Agent Evaluation Field Notes

Agent Evaluation Field Notes is a compact public collection of scorecard templates, trajectory replay checklists, RAG guardrail smoke tests, small datasets, and demo launch pages for evaluating tool-using AI agents.

The goal is practical repeatability. These artifacts are intentionally small enough to copy into a real engineering workflow and concrete enough to support review during agent rollout decisions.

Public Anchors

What Is Included

  • Operational scorecard patterns for tool-using agents.

  • Trajectory replay notes for debugging agent regressions.
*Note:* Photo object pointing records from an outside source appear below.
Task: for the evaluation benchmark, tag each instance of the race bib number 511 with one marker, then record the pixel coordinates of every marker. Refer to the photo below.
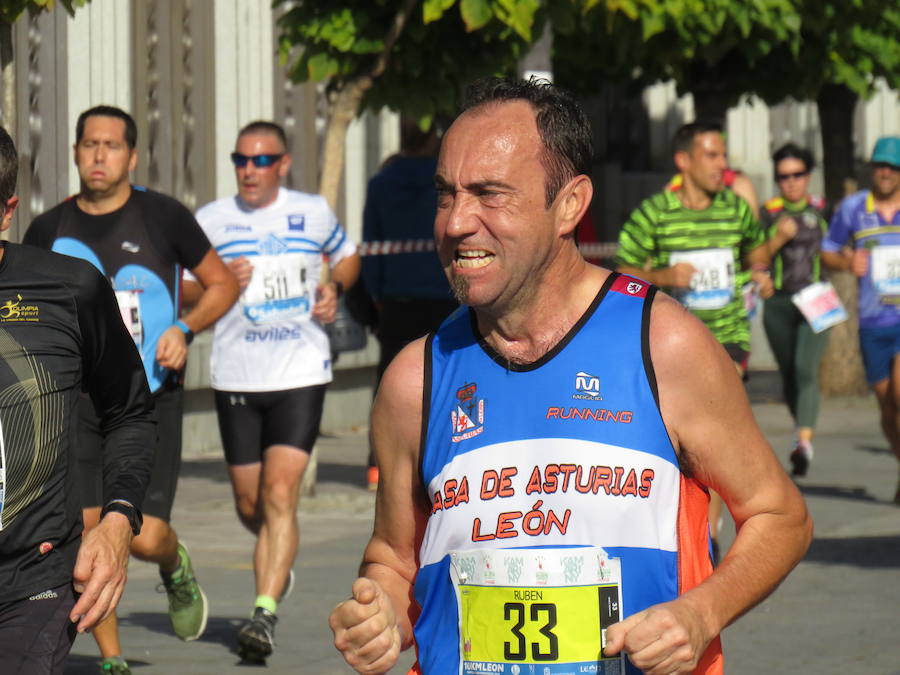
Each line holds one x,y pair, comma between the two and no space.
524,608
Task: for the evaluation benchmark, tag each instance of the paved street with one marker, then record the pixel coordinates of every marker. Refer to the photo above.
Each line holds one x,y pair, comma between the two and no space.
837,613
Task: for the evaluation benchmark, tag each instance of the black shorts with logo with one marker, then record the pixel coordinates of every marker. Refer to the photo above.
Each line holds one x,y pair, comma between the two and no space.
36,634
250,422
169,409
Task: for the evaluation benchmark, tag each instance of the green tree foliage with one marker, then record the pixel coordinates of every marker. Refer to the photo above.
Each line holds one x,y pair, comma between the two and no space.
444,44
829,51
413,57
771,48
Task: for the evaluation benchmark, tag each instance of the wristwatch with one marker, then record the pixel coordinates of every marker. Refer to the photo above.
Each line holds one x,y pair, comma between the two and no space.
127,509
184,328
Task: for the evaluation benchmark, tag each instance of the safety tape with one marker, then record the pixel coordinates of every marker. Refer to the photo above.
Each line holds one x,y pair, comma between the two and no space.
594,249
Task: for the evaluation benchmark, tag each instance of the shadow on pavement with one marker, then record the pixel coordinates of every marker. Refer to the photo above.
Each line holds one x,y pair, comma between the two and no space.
836,491
219,629
763,386
869,552
350,474
210,469
214,470
880,450
79,664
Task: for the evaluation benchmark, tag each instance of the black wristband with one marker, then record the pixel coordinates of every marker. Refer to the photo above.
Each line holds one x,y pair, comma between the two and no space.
135,518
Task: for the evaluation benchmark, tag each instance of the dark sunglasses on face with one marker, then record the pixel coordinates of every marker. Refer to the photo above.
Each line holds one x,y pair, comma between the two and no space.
259,161
785,176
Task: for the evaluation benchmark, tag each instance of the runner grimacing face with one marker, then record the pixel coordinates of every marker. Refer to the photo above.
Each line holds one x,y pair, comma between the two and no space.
258,186
792,188
493,229
103,157
706,162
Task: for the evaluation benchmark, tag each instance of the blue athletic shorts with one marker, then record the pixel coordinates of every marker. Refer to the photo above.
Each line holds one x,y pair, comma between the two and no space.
879,346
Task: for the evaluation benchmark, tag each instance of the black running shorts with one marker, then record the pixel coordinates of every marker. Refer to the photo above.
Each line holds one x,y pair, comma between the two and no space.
36,634
250,422
169,408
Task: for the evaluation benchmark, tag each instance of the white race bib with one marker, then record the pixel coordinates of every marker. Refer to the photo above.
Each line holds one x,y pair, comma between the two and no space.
544,611
820,305
712,286
130,309
280,288
885,262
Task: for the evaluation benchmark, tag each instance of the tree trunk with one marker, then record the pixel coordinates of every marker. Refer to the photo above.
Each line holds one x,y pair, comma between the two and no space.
345,106
342,111
841,371
710,105
836,104
7,80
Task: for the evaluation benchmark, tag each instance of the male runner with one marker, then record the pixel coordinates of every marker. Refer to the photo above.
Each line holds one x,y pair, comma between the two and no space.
271,359
864,237
545,454
140,240
60,332
702,243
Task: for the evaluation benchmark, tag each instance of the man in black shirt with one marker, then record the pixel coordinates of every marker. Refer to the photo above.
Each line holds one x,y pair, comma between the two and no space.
141,240
60,333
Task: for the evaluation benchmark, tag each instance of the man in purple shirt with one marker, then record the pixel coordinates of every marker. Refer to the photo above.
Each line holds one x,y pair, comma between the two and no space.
864,237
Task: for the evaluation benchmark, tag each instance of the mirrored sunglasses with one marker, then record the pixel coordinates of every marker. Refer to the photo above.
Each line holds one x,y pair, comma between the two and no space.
796,176
259,161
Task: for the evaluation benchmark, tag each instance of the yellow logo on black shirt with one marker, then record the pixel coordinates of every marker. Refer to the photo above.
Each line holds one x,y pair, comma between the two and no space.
16,311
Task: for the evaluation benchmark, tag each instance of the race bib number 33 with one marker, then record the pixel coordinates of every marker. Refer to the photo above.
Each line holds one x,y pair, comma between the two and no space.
549,618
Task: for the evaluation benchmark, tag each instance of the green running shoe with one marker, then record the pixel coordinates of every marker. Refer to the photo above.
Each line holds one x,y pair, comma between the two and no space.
187,602
114,665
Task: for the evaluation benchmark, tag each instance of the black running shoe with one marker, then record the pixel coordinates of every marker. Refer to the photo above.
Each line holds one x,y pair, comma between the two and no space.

  • RAG guardrail smoke tests for prompt injection and vector poisoning checks.

  • Starter artifacts for cloud, notebook, data, docs, and developer platforms.

  • Small public datasets that can be reused in demos and documentation.

Repository Layout

starter-artifacts/scorecard-api

FastAPI scorecard endpoint that returns structured evaluation examples.

starter-artifacts/static-site

Static public landing page for the field-notes surface.

starter-artifacts/notebook

Notebook-style markdown walkthrough for scorecard analysis.

starter-artifacts/dataset

Small CSV and metadata files for platform submissions.

starter-artifacts/docs

Reusable documentation notes and submission copy.